So, you’re considering leaving Islam. Congratulations! This is a major step that takes integrity, self-determination, and bravery. It wasn’t easy for me, but I’m grateful I no longer have to live a double life. I’m very outspoken about my values, beliefs, and experiences. I don’t want to live in fear. Living in fear is very demoralizing. I will travel, speak my mind freely and make choices about my career, finances, and relationships. Nothing is more important than my liberation. I also recognize that leaving Islam without having to get on a plane is a major luxury that is not afforded to people living in Muslim-majority countries.
1. Be financially independent
The importance of financial independence cannot be understated! You do not want to be homeless! It is incredibly difficult to find a job without stable housing. Financial abuse is insidious. It’s very important to have control over your financial decision-making power. Demanding access to your bank account, preventing you from working and sabotaging career choices are all forms of financial abuse. You might have to work multiple jobs. Working 60 hours a week is a lot, but my livelihood depends on it.

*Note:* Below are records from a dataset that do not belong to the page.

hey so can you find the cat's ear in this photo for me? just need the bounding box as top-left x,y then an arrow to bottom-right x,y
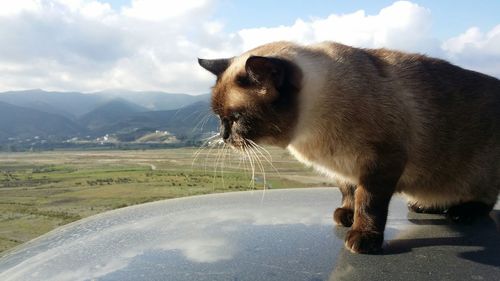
198,58 -> 232,76
245,56 -> 285,87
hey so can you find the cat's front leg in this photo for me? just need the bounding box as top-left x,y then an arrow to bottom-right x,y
333,183 -> 356,227
344,152 -> 404,254
344,185 -> 392,254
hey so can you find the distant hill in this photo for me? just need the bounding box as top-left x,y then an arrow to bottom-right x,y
94,101 -> 219,140
78,98 -> 148,131
0,90 -> 218,149
0,101 -> 84,141
0,89 -> 106,119
94,90 -> 210,111
0,89 -> 210,119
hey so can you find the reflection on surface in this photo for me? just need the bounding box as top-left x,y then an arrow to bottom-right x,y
160,237 -> 235,263
0,189 -> 341,281
0,189 -> 499,281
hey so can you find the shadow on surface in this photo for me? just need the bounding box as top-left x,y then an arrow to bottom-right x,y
385,210 -> 500,266
328,211 -> 500,281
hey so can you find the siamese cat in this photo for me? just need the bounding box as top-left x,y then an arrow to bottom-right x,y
198,41 -> 500,254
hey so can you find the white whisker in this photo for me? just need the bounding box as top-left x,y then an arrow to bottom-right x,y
192,134 -> 217,169
248,141 -> 266,189
220,143 -> 228,189
212,141 -> 224,191
243,142 -> 256,189
247,140 -> 281,176
246,141 -> 268,204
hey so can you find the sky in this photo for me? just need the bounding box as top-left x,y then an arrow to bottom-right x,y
0,0 -> 499,94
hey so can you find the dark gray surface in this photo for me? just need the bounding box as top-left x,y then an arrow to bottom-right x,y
0,188 -> 499,281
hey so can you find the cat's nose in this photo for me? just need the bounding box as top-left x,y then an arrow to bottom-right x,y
221,118 -> 231,140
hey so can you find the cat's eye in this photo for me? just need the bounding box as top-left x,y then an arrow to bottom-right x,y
232,112 -> 241,120
235,75 -> 250,87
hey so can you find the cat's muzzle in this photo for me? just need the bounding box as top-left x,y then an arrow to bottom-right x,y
221,118 -> 232,141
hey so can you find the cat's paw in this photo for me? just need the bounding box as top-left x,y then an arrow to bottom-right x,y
345,230 -> 383,254
407,202 -> 445,214
333,207 -> 354,227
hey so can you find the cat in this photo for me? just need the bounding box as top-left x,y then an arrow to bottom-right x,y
198,41 -> 500,254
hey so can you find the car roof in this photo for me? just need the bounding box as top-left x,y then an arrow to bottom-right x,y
1,187 -> 499,281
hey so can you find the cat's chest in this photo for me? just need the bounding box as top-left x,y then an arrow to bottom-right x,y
287,144 -> 359,184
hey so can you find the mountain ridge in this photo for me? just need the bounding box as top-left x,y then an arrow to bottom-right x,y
0,101 -> 84,141
0,89 -> 210,118
0,90 -> 218,150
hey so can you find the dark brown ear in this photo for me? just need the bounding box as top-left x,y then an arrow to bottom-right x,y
198,58 -> 232,76
245,56 -> 285,87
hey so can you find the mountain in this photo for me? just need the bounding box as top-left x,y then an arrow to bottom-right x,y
0,89 -> 106,119
95,101 -> 219,140
0,89 -> 211,119
0,101 -> 84,141
0,89 -> 218,149
92,90 -> 210,111
78,98 -> 148,131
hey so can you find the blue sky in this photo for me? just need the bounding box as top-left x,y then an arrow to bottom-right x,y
0,0 -> 499,94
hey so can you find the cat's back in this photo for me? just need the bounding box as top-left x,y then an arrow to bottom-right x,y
320,43 -> 500,139
366,47 -> 500,106
373,48 -> 500,141
365,47 -> 500,193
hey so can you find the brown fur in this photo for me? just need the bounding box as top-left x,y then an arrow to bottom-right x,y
199,41 -> 500,254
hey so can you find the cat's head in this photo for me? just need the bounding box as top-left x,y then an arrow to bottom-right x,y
198,52 -> 301,150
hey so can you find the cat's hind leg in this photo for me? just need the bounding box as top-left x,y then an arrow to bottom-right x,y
446,201 -> 494,223
334,183 -> 356,227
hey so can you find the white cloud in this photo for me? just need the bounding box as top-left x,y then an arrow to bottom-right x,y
442,25 -> 500,77
0,0 -> 218,93
0,0 -> 498,94
442,27 -> 483,54
160,237 -> 235,263
121,0 -> 212,21
79,1 -> 113,18
237,1 -> 439,55
0,0 -> 41,16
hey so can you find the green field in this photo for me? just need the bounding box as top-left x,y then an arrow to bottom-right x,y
0,147 -> 334,255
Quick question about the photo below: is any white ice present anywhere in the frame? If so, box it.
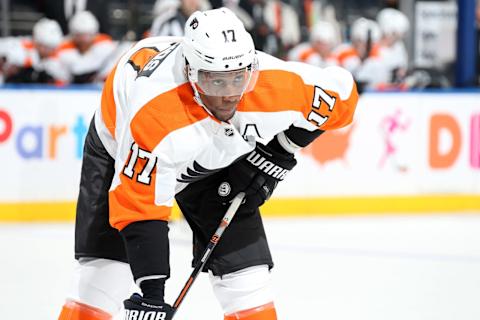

2. Put everything in your name
It’s so important to put everything in your name. One of my first major purchases as an adult was a car. I financed my first car, so I would be the only person whose name is on the title. Financial independence is much more difficult if things are not in your name. In the US, having my own car was a major factor in whether or not I could maintain financial independence. Financial abuse also includes requiring that large, joint purchases be in their name only (such as car loans, mortgages, cell phones, or apartment leases).
3. Practice a lot of self-care
Self-care is so important for us. I practice self-care by enforcing boundaries, maintaining appointments, and budgeting. It’s so important for me to create a community with like-minded individuals. As women and LGBTQIA folk, we’ve had to endure a lot of abuse to remain alive. Nothing is more rational than survival. Let’s be kinder to ourselves and each other. There’s also a Reddit group for ex-Muslims if you’re searching for community. I also recommend reaching out to Ex-Muslims of North America.
4. Do something nice for yourself
In February, I will be quitting my job, celebrating my first carnival, traveling to Trinidad & Tobago and Cuba solo and moving to a new city by myself. I am celebrating my newfound freedom by traveling to places I’ve always dreamed of. As someone who used to put her jilbaab in the trunk of her car before changing into a body-con dress, I can honestly say that I am still shocked that I did it.
5. Recognize religious PTSD as a real condition
Religious PTSD is something I deal with. Being forced into the faith without my consent, then subsequently threatened with honor-based violence if I refused to submit was incredibly frightening. Certain sounds will cause my body to tense up. I still get jittery whenever I talk about it. I am still getting used to leaving the house whenever I want to. I find myself double-checking to make sure I have my keys, debit cards, and passport. I still have a grab-and-go bag ready in case I need it. Even with these barriers, I am excited about my new life.